In the inference scenario, you can use the command parameter enable_scope_fusion_passes to specify the fusion pattern to take effect during model conversion to check whether the fusion pattern takes effect. The following provides the verification method based on the tf_scope_fusion_pass fusion pattern:

  1. Construct a model containing Decode Scope. Before constructing a model, you need to install the following third-party software and library dependencies:

    Generate a model as follows:

    1. Assume that the downloaded object_detection library is stored in <third_party_dir> and the working directory is <work_dir>. Run the following commands in the working directory:

      mkdir -p official/vision/detection/utils

      cp -r <third_party_dir>/official/vision/detection/utils/object_detection <work_dir>/official/vision/detection/utils/

    2. Create the gen_decode_bbox.py python script in <work_dir> as follows:

      import tensorflow as tf
      import numpy as np
      from official.vision.detection.utils.object_detection import faster_rcnn_box_coder
      from official.vision.detection.utils.object_detection import box_list
      
      def get_operator(input_data, scales, output_data=None):
          input_data_0 = tf.cast(input_data[0], tf.float32)
          input_data_1 = tf.cast(input_data[1], tf.float32)
          anchors = box_list.BoxList(input_data_0)
          coder = faster_rcnn_box_coder.FasterRcnnBoxCoder(scale_factors=scales)
          boxes = coder.decode(input_data_1, anchors).get()
          boxes_fp16 = tf.cast(boxes, tf.float16)
          return boxes_fp16
      
      def main(unused_argv):
          scales = [2.0, 3.0, 4.0, 5.0];
          shape_params = (96, 4)
          dtype_params = np.float16
          x_data = np.random.uniform(-2, 2, size=shape_params).astype(dtype_params)
          y_data = np.random.uniform(-2, 2, size=shape_params).astype(dtype_params)
      
          tf.compat.v1.disable_eager_execution()
          x = tf.compat.v1.placeholder(dtype_params, shape=shape_params)
          y = tf.compat.v1.placeholder(dtype_params, shape=shape_params)
          input_data = [x, y]
          output = get_operator(input_data, scales)
          with tf.compat.v1.Session() as session:
              result = session.run(output, feed_dict={x: x_data, y: y_data})
              # save the model
              tf.io.write_graph(session.graph_def, 'results', 'decode_bbox_v2.pb', as_text=False)
          print('====== End of the generated file ======')
      
      if __name__ == "__main__":
          main(None)
      
      
    3. Run the script.

      python3 gen_decode_bbox.py

    4. Find the generated .pb file in the <work_dir>/results/ directory.

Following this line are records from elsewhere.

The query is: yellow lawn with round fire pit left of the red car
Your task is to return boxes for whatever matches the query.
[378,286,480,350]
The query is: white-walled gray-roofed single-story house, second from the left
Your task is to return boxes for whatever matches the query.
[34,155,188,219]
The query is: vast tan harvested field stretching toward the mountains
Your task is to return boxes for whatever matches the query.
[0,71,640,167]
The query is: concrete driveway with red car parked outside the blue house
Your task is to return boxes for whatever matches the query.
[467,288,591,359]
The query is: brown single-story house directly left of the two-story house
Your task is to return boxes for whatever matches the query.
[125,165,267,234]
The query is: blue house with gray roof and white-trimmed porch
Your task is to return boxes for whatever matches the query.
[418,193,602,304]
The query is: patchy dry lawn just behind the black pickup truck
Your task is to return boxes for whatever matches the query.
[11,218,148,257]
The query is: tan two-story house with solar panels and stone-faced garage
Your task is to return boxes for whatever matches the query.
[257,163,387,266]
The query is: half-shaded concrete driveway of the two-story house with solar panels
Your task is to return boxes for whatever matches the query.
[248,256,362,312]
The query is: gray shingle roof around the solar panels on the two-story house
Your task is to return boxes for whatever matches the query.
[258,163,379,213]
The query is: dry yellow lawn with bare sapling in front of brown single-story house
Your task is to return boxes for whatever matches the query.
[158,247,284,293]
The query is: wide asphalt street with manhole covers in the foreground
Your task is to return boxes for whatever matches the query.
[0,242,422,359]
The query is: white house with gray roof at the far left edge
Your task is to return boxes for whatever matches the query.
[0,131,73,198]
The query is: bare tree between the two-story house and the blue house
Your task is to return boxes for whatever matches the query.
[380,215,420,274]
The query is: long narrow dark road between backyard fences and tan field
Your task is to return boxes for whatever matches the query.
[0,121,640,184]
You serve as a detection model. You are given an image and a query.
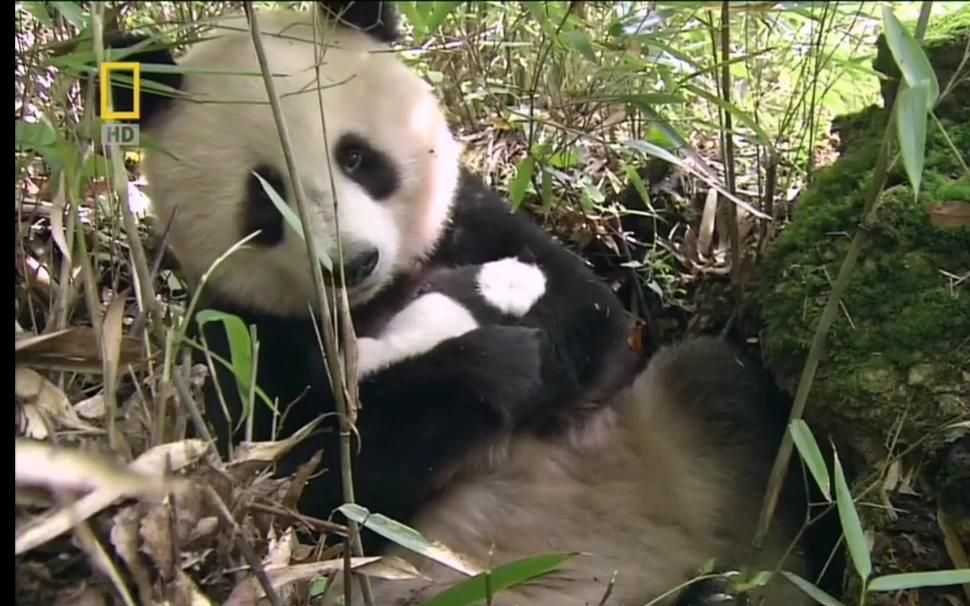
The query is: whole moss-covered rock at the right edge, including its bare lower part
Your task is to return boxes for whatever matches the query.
[755,13,970,606]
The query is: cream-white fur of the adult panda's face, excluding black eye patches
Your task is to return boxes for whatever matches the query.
[146,11,460,315]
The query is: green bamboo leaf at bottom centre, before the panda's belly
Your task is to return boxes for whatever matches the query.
[421,553,575,606]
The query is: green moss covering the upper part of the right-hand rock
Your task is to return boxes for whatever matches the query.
[757,111,970,446]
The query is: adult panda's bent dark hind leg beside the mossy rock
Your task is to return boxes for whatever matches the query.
[633,337,807,606]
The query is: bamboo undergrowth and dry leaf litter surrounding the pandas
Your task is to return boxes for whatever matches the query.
[15,1,970,606]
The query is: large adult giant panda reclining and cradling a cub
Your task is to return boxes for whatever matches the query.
[98,2,808,606]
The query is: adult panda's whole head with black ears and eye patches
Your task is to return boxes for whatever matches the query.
[113,2,460,315]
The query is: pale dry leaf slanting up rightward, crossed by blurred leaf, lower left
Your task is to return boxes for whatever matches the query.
[14,440,208,555]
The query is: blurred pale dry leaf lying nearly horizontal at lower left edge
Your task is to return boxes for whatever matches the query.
[15,438,180,497]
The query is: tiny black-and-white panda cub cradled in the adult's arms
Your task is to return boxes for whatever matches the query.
[357,257,546,381]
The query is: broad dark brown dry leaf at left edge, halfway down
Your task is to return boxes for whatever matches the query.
[16,326,143,374]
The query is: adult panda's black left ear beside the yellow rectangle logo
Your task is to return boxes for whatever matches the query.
[95,33,182,126]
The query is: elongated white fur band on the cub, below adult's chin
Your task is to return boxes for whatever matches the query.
[357,293,478,378]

  2. Build and verify the scope fusion result.

    1. Set the environment variables.

      After configuring the basic environment variables of the CANN software, run the export command to declare the following environment variables on the current terminal.

      export DUMP_GE_GRAPH=3     # Set the graph dump mode. In this case, only the node relationships are dumped.
      export DUMP_GRAPH_LEVEL=3  # Set the graph to dump. Only the generated built graph is dumped.
      
    2. During model conversion, --enable_scope_fusion_passes is used to specify the pattern name.

      atc --model=decode_bbox_v2.pb --framework=3 --output=mymodel --soc_version=${soc_version} --enable_scope_fusion_passes=DecodeBboxV2ScopeFusionPass --log=info

      In the preceding command, soc_version specifies the model of the Ascend AI Processor. Replace it with the actual version.

      It is the exact name of the .ini file in compiler/data/platform_config in the ATC installation path.

  3. Verify the result.

    1. You can view the pattern setting in the INFO log.

      1. Log for enabling a fusion pattern:

        SetPassEnableFlag:enable flag of scope fusion pass:DecodeBboxV2ScopeFusionPass is set with true.
        
      2. Log for creating a fusion pattern:

        CreateScopeFusionPass:Create scope fusion pass, pass name = DecodeBboxV2ScopeFusionPass.
        
      3. Log for matching a fusion pattern:

        Run:[scope_fusion] Scope pass DecodeBboxV2ScopeFusionPass's patterns is matched.
        
    2. Find the fused operator DecodeBboxV2 and its attributes in the dumped ge_proto_xxxxx_Build.txt graph.

      NOTE:

      This method also applies to many-to-many scope fusion verification.